Energy security is no longer a peripheral issue; it is central to both national strategy and corporate decision-making.

China’s strategic position

Energy security now extends beyond fuel. As decarbonization accelerates, supply chains for renewable equipment, batteries and critical minerals have become equally important. Disruptions can affect not only fuel availability, but also grid reliability and cybersecurity.

China has pursued a state-led strategy that combines domestic resilience with global dominance. Its wind and solar capacity exceeds one terawatt and Chinese firms lead global markets in solar modules, batteries and mineral processing. By strengthening its own autonomy while increasing global dependence on its supply chains, China has aligned energy security with industrial competitiveness.

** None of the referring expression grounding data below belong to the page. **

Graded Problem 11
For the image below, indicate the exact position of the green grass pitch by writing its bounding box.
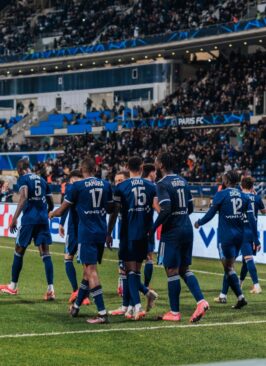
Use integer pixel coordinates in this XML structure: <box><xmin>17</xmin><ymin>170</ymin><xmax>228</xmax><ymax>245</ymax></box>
<box><xmin>0</xmin><ymin>237</ymin><xmax>266</xmax><ymax>366</ymax></box>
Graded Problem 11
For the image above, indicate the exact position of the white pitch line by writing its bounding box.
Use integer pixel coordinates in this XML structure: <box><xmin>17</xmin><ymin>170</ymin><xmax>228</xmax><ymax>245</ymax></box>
<box><xmin>0</xmin><ymin>245</ymin><xmax>266</xmax><ymax>282</ymax></box>
<box><xmin>1</xmin><ymin>319</ymin><xmax>266</xmax><ymax>339</ymax></box>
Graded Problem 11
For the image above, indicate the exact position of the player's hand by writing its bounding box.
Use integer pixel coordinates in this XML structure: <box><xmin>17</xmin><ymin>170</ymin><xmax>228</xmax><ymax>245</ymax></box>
<box><xmin>194</xmin><ymin>221</ymin><xmax>200</xmax><ymax>229</ymax></box>
<box><xmin>9</xmin><ymin>219</ymin><xmax>17</xmax><ymax>234</ymax></box>
<box><xmin>253</xmin><ymin>242</ymin><xmax>261</xmax><ymax>253</ymax></box>
<box><xmin>59</xmin><ymin>224</ymin><xmax>65</xmax><ymax>238</ymax></box>
<box><xmin>106</xmin><ymin>234</ymin><xmax>113</xmax><ymax>250</ymax></box>
<box><xmin>48</xmin><ymin>211</ymin><xmax>55</xmax><ymax>220</ymax></box>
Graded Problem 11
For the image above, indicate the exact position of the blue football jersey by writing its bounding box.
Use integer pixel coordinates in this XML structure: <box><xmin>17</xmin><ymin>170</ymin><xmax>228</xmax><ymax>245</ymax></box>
<box><xmin>113</xmin><ymin>177</ymin><xmax>156</xmax><ymax>241</ymax></box>
<box><xmin>198</xmin><ymin>188</ymin><xmax>256</xmax><ymax>244</ymax></box>
<box><xmin>65</xmin><ymin>177</ymin><xmax>113</xmax><ymax>242</ymax></box>
<box><xmin>17</xmin><ymin>173</ymin><xmax>52</xmax><ymax>225</ymax></box>
<box><xmin>60</xmin><ymin>184</ymin><xmax>79</xmax><ymax>236</ymax></box>
<box><xmin>243</xmin><ymin>192</ymin><xmax>264</xmax><ymax>236</ymax></box>
<box><xmin>156</xmin><ymin>174</ymin><xmax>193</xmax><ymax>235</ymax></box>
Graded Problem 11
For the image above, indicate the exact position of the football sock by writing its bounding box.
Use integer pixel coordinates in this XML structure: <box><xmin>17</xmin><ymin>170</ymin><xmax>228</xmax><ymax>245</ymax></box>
<box><xmin>121</xmin><ymin>274</ymin><xmax>130</xmax><ymax>307</ymax></box>
<box><xmin>65</xmin><ymin>259</ymin><xmax>78</xmax><ymax>291</ymax></box>
<box><xmin>11</xmin><ymin>252</ymin><xmax>23</xmax><ymax>284</ymax></box>
<box><xmin>227</xmin><ymin>270</ymin><xmax>242</xmax><ymax>297</ymax></box>
<box><xmin>240</xmin><ymin>260</ymin><xmax>248</xmax><ymax>282</ymax></box>
<box><xmin>91</xmin><ymin>285</ymin><xmax>106</xmax><ymax>315</ymax></box>
<box><xmin>75</xmin><ymin>279</ymin><xmax>89</xmax><ymax>308</ymax></box>
<box><xmin>144</xmin><ymin>260</ymin><xmax>153</xmax><ymax>287</ymax></box>
<box><xmin>136</xmin><ymin>272</ymin><xmax>149</xmax><ymax>295</ymax></box>
<box><xmin>128</xmin><ymin>271</ymin><xmax>141</xmax><ymax>306</ymax></box>
<box><xmin>246</xmin><ymin>258</ymin><xmax>259</xmax><ymax>285</ymax></box>
<box><xmin>167</xmin><ymin>274</ymin><xmax>181</xmax><ymax>313</ymax></box>
<box><xmin>42</xmin><ymin>254</ymin><xmax>54</xmax><ymax>286</ymax></box>
<box><xmin>182</xmin><ymin>271</ymin><xmax>204</xmax><ymax>302</ymax></box>
<box><xmin>221</xmin><ymin>273</ymin><xmax>229</xmax><ymax>296</ymax></box>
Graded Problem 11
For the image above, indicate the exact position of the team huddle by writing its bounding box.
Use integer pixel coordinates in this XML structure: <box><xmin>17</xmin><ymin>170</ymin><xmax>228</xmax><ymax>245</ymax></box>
<box><xmin>0</xmin><ymin>154</ymin><xmax>264</xmax><ymax>324</ymax></box>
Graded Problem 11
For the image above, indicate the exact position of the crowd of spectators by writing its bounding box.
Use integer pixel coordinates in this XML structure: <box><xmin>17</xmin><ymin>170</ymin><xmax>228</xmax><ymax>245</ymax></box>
<box><xmin>29</xmin><ymin>120</ymin><xmax>266</xmax><ymax>184</ymax></box>
<box><xmin>0</xmin><ymin>0</ymin><xmax>256</xmax><ymax>56</ymax></box>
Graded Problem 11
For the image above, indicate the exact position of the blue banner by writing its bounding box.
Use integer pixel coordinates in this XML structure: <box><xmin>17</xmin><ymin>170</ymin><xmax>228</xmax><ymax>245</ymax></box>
<box><xmin>0</xmin><ymin>151</ymin><xmax>62</xmax><ymax>170</ymax></box>
<box><xmin>0</xmin><ymin>17</ymin><xmax>265</xmax><ymax>64</ymax></box>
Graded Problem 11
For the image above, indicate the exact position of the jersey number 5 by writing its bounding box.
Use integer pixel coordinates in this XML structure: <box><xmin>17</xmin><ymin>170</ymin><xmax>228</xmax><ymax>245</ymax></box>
<box><xmin>132</xmin><ymin>187</ymin><xmax>146</xmax><ymax>206</ymax></box>
<box><xmin>35</xmin><ymin>180</ymin><xmax>42</xmax><ymax>196</ymax></box>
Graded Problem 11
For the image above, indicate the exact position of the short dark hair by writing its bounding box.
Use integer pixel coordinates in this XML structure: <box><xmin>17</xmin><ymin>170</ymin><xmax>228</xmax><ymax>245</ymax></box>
<box><xmin>128</xmin><ymin>156</ymin><xmax>142</xmax><ymax>172</ymax></box>
<box><xmin>116</xmin><ymin>170</ymin><xmax>130</xmax><ymax>179</ymax></box>
<box><xmin>81</xmin><ymin>158</ymin><xmax>96</xmax><ymax>174</ymax></box>
<box><xmin>142</xmin><ymin>164</ymin><xmax>156</xmax><ymax>178</ymax></box>
<box><xmin>157</xmin><ymin>152</ymin><xmax>175</xmax><ymax>172</ymax></box>
<box><xmin>241</xmin><ymin>176</ymin><xmax>254</xmax><ymax>190</ymax></box>
<box><xmin>225</xmin><ymin>170</ymin><xmax>239</xmax><ymax>186</ymax></box>
<box><xmin>17</xmin><ymin>158</ymin><xmax>30</xmax><ymax>171</ymax></box>
<box><xmin>69</xmin><ymin>169</ymin><xmax>83</xmax><ymax>179</ymax></box>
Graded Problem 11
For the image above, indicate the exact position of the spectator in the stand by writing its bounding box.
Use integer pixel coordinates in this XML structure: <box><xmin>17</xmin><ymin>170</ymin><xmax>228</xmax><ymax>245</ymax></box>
<box><xmin>0</xmin><ymin>180</ymin><xmax>13</xmax><ymax>202</ymax></box>
<box><xmin>86</xmin><ymin>97</ymin><xmax>93</xmax><ymax>112</ymax></box>
<box><xmin>29</xmin><ymin>101</ymin><xmax>34</xmax><ymax>113</ymax></box>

For Japan, this presents a dual challenge: Decarbonization risks deepening reliance on Chinese supply chains even as competition intensifies. Japanese firms must map dependencies while leveraging strengths in high-efficiency technologies, grid stabilization and power control systems — areas where they retain a competitive edge.

Rising electricity demand

Japan’s 7th Strategic Energy Plan highlights the need for affordable, low-carbon electricity to sustain competitiveness amid digitalization and the green transition. Expanding data centers and semiconductor fabrication — both energy-intensive and strategically important — require stable, high-quality power at globally competitive prices.

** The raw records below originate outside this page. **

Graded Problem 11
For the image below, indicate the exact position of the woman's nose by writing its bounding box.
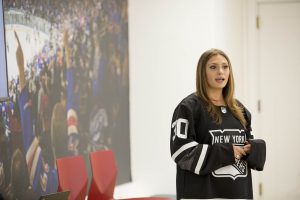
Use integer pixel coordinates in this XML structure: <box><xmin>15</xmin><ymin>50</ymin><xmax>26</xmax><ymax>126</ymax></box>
<box><xmin>217</xmin><ymin>66</ymin><xmax>223</xmax><ymax>74</ymax></box>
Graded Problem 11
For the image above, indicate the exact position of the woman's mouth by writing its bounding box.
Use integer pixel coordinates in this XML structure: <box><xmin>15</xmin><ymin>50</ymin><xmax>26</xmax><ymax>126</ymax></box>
<box><xmin>215</xmin><ymin>77</ymin><xmax>225</xmax><ymax>83</ymax></box>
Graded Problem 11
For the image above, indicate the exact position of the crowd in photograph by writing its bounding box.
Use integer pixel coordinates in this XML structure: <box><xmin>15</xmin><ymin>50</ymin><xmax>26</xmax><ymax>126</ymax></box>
<box><xmin>0</xmin><ymin>0</ymin><xmax>129</xmax><ymax>199</ymax></box>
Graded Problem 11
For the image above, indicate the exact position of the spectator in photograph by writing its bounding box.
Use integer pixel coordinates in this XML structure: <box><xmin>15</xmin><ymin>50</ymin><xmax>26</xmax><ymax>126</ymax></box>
<box><xmin>15</xmin><ymin>30</ymin><xmax>57</xmax><ymax>196</ymax></box>
<box><xmin>51</xmin><ymin>90</ymin><xmax>68</xmax><ymax>159</ymax></box>
<box><xmin>3</xmin><ymin>149</ymin><xmax>38</xmax><ymax>200</ymax></box>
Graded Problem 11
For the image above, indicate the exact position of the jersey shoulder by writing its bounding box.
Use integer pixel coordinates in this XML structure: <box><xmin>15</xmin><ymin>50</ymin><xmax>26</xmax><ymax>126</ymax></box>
<box><xmin>174</xmin><ymin>93</ymin><xmax>205</xmax><ymax>114</ymax></box>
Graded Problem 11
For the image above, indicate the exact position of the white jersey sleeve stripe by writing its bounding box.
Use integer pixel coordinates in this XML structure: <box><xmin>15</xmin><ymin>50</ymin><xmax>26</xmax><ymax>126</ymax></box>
<box><xmin>194</xmin><ymin>144</ymin><xmax>208</xmax><ymax>175</ymax></box>
<box><xmin>172</xmin><ymin>141</ymin><xmax>198</xmax><ymax>160</ymax></box>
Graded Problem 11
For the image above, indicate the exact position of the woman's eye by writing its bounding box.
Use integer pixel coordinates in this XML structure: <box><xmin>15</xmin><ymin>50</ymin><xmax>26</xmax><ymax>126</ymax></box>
<box><xmin>223</xmin><ymin>65</ymin><xmax>229</xmax><ymax>69</ymax></box>
<box><xmin>209</xmin><ymin>65</ymin><xmax>216</xmax><ymax>69</ymax></box>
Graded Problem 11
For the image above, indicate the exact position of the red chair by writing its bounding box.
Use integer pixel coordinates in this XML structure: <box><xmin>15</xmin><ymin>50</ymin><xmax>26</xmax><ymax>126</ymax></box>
<box><xmin>88</xmin><ymin>150</ymin><xmax>172</xmax><ymax>200</ymax></box>
<box><xmin>88</xmin><ymin>150</ymin><xmax>117</xmax><ymax>200</ymax></box>
<box><xmin>56</xmin><ymin>155</ymin><xmax>88</xmax><ymax>200</ymax></box>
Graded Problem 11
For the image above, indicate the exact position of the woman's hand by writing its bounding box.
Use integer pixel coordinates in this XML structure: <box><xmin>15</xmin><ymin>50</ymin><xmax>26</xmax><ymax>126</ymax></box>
<box><xmin>243</xmin><ymin>141</ymin><xmax>251</xmax><ymax>154</ymax></box>
<box><xmin>233</xmin><ymin>143</ymin><xmax>251</xmax><ymax>160</ymax></box>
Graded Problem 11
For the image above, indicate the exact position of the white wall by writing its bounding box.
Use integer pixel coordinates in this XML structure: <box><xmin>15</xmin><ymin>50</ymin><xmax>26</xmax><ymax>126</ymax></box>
<box><xmin>115</xmin><ymin>0</ymin><xmax>247</xmax><ymax>198</ymax></box>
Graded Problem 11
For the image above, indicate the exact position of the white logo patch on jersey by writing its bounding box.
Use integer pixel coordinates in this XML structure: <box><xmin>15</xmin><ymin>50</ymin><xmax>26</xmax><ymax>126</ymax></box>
<box><xmin>210</xmin><ymin>129</ymin><xmax>248</xmax><ymax>180</ymax></box>
<box><xmin>221</xmin><ymin>106</ymin><xmax>227</xmax><ymax>113</ymax></box>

Projections by the Organization for Cross-regional Coordination of Transmission Operators indicate electricity demand may begin rising again. With heat waves and cold spells already straining supply, an AI-driven surge could further tighten reserve margins.

The current political environment offers an opportunity. Following the ruling Liberal Democratic Party coalition’s electoral victory, policymakers have a window to translate long-term strategy into concrete action.

Strategic imperatives for Japanese firms

Despite limited domestic resources, Japan has built significant resilience, particularly in fossil fuels. The country maintains roughly 250 days of petroleum reserves across government and industry, providing a buffer even in the event of prolonged disruption in the Strait of Hormuz.

However, aging power-generation and refining infrastructure, along with declining depreciation, suggest weakening capacity for capital renewal. In renewable energy, key systems — including grid reinforcement, storage, balancing capacity and supply chains for critical materials — remain underdeveloped, delaying investment.

In this environment, Japanese firms should adopt a dual strategy. First, strengthen strategic autonomy by diversifying sources of fuel, electricity, equipment and critical minerals. Second, enhance strategic indispensability by investing in technologies — such as renewable integration, energy efficiency, grid stabilization and advanced control systems — that are difficult to replace.

This shift requires viewing energy investment not as a compliance cost, but as a strategic imperative tied to security and competitiveness. Companies must reassess supply chains, update business continuity plans and strengthen governance through scenario analysis.

Japanese firms have long assumed stable energy supplies. With no clear end to tensions in the Persian Gulf — and the risk of further escalation — that assumption is no longer tenable.

Treating resilience investments as optional invites strategic delay. Energy must instead be recognized as a core strategic resource, directly linked to geopolitical risk and industrial competitiveness. How companies integrate procurement, investment, governance and risk management into medium-term planning will increasingly determine their ability to sustain growth in a more volatile global energy landscape.